Vmm /

OpenBSD VMM Install Guide

In this guide, we discuss how to install an OpenBSD virtual machine inside VMM.

NOTE: This guide is no substitute for reading the OpenBSD FAQ. In particular, you should read the Installation Guide

  1. vmm is a hypervisor, which allows us to run multiple virtual machines inside a single physical server (a dedicated server). Your virtual machine is a guest which lives inside the host. You will first need to connect to the host, which runs the hypervisor. The hostname may be of the form host.example.com.

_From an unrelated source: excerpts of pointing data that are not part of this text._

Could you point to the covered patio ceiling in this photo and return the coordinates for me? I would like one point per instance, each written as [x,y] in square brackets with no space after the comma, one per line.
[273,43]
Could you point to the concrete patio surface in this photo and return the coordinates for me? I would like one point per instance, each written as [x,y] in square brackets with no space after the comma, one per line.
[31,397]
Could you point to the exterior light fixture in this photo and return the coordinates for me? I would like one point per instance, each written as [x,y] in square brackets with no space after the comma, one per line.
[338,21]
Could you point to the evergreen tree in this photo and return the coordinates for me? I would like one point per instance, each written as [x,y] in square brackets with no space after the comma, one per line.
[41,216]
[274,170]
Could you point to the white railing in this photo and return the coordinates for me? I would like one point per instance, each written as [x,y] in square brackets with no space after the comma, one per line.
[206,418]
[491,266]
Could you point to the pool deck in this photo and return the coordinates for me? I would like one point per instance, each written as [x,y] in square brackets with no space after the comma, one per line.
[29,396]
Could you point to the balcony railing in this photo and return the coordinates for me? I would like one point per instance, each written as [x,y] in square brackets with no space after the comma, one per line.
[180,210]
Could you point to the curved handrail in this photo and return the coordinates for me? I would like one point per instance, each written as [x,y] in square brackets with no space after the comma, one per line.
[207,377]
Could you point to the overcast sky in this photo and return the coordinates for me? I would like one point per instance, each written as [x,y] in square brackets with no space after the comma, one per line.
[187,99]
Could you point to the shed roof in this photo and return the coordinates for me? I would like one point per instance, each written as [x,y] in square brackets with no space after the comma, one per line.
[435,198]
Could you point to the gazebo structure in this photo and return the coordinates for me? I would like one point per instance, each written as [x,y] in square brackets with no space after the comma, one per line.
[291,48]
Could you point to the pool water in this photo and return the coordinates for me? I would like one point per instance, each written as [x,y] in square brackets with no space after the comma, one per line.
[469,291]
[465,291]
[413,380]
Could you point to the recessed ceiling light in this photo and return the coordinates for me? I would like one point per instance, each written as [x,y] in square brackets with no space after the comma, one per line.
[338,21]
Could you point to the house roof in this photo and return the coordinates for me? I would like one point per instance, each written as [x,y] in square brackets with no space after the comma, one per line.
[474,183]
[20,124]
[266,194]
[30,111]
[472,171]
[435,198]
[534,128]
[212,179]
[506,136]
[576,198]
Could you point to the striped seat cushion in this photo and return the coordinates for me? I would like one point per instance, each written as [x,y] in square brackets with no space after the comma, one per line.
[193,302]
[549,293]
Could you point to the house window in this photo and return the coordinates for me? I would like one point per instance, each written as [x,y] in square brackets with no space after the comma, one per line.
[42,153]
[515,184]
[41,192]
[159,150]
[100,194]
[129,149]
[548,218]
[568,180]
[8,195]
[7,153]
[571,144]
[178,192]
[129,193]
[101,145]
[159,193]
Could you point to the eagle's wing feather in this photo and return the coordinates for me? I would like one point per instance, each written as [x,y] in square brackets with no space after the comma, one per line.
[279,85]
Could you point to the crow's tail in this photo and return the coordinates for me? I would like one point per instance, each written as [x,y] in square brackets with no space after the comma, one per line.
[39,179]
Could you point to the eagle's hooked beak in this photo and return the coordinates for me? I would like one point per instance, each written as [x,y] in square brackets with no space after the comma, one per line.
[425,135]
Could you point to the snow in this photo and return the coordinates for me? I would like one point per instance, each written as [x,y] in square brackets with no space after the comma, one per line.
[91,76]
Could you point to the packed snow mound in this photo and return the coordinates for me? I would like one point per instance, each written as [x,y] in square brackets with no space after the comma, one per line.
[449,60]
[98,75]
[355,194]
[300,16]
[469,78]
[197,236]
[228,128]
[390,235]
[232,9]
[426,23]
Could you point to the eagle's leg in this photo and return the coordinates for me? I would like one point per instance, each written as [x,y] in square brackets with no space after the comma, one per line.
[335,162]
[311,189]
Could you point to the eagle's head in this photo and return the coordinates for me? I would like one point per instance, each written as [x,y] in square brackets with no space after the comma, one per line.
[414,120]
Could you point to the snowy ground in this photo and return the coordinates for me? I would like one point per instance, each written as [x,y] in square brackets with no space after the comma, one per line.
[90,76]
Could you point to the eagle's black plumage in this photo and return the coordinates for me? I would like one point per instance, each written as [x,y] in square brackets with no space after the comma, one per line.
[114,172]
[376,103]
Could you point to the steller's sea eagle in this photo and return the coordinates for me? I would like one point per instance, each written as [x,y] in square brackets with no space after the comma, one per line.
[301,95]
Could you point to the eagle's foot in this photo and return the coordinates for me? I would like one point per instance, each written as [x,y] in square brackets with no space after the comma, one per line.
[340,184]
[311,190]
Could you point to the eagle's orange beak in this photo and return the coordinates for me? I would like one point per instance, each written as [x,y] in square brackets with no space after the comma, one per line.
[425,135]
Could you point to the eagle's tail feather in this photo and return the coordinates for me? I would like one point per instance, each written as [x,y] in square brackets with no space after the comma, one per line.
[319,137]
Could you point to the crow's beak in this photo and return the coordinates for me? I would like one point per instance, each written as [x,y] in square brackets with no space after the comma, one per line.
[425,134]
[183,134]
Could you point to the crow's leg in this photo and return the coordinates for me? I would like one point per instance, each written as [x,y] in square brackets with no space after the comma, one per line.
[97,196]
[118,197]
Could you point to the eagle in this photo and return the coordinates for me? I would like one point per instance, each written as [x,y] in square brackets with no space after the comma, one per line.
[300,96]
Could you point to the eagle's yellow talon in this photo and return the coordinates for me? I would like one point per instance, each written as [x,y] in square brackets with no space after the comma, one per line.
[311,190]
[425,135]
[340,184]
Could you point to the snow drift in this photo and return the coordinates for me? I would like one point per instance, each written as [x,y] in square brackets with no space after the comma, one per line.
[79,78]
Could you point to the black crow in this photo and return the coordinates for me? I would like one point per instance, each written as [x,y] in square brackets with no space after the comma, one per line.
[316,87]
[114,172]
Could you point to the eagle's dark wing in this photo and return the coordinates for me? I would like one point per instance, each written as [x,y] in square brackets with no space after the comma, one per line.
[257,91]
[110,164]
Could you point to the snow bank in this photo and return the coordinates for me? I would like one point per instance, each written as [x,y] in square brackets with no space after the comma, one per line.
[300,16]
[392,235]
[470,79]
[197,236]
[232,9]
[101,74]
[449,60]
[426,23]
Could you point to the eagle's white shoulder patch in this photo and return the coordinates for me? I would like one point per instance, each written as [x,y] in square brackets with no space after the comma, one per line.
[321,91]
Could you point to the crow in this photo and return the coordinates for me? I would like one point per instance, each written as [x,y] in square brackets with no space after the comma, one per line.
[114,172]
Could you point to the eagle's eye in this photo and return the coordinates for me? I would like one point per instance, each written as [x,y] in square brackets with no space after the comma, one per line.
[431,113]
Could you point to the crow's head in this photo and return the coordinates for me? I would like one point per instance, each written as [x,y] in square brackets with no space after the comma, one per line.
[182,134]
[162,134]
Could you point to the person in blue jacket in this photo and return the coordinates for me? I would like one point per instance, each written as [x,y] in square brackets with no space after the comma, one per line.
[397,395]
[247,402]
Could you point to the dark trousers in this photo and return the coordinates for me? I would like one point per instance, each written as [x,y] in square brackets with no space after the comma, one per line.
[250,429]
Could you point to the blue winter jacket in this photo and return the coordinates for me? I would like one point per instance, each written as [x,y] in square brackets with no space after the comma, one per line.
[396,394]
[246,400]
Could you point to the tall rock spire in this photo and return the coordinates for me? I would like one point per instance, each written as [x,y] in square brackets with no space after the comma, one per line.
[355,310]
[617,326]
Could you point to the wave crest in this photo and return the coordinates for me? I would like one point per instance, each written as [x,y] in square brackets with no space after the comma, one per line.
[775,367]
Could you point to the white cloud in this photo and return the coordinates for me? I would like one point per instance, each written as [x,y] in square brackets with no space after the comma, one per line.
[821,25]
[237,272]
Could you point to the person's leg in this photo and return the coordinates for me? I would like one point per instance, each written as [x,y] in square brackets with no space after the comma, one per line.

Check your email or contact your network admin if you are uncertain.
    1. NOTE: The host machine (host.example.com) is NOT the guest virtual machine (username.host.example.com). Your virtual private server runs as a guest inside a host machine. You have root access inside your guest machine, but not the host machine.
    2. NOTE: The host is not your personal virtual machine (VM). Your personal VM is a guest inside the host. The guest lives inside the host, so in order to get serial console access to the guest, you must first log in to the host.
  2. Read up on vmctl for how to administer your virtual machine. NOTE: VMM uses ssh rather than VNC or a webpanel to administer your virtual machine.
  3. Once inside the host machine, type:
    $ vmctl console <VM name>

    Make sure to replace <VM name> with the actual virtual machine name. The VM name will be in your email, and is likely your username.
This will open the serial console, so you can administer the virtual machine during bootup.
$ ssh host.example.com
Last login: Sun Apr  7 16:16:18 2024 from
OpenBSD 7.4 (GENERIC.MP) #2: Fri Dec  8 15:39:04 MST 2023

NOTE: This is the host, not the guest!
username$ vmctl console username
Connected to /dev/ttypd (speed 115200)
  1. At any time, if you want to escape the serial console, type ~. (tilde followed by a period) or ~^d (tilde followed by ctrl+d). Note: ^d is ctrl+d. Sometimes, you may need to press enter a few times before the ~. or ~^d combination works. On some keyboards, you may need to type ~~. (two tildes followed by a period).
  2. You can safely ignore the error message Boot failed: not a bootable disk. By default, your virtual machine will boot from the OpenBSD ISO image when there is no operating system installed. After the OS is installed, your virtual machine will automatically boot from hard disk instead of ISO image. There is no need to mount/unmount the ISO image.
    Boot failed: not a bootable disk
    CD-ROM: E0
    Loading /7.5/AMD64/CDBOOT
    probing: pc0 com0 mem[638K 2046M a20=on]
    disk: hd0+* cd0
    >> OpenBSD/amd64 CDBOOT 3.65
    cannot open cd0a:/etc/random.seed: No such file or directory
    booting cd0a:/7.5/amd64/bsd.rd: 4076463+1688576+3891240+0+708608 [109+464016+317541]=0xaa40e8
    entry point at 0xffffffff81001000
    Copyright (c) 1982, 1986, 1989, 1991, 1993
            The Regents of the University of California.  All rights reserved.
    Copyright (c) 1995-2024 OpenBSD. All rights reserved.  https://www.OpenBSD.org
    OpenBSD 7.5 (RAMDISK_CD) #76: Wed Mar 20 15:53:54 MDT 2024
  3. Once you see the bootup screen, follow the normal install instructions.

Upgrade/Reinstall with bsd.rd

NOTE: OpenBSD now provides sysupgrade for unattended system upgrades. For routine system upgrades, sysupgrade is preferred.

  1. To delete all data on your disk and reinstall the operating system, see the OS reinstall guide.
  2. If you want to upgrade or reinstall the operating system, follow the bsd.rd install guide. You will want to type something immediately after you see the boot prompt to prevent the system from automatically booting the default kernel. Alternatively, you can edit /etc/boot.conf. If the system automatically boots by accident, you will need to restart the system. You can log in and then run $ doas shutdown -r now to reboot.

Bug fixes

VMM appears to have a bug where VMs lose network connectivity after a few hours. Here is one workaround.

Run these command to add this cronjob:

# echo "@reboot /usr/bin/tmux new -d 'while true; do /sbin/ping -i5; done' \;" >> /var/cron/tabs/root
# /usr/bin/tmux new -d 'while true; do /sbin/ping -i5; done' \;

Alternatively, you can manually add this line to the bottom of your crontab:

@reboot /usr/bin/tmux new -d 'while true; do /sbin/ping -i5; done' \;

This helps ensure that a ping runs in the background to keep the network alive.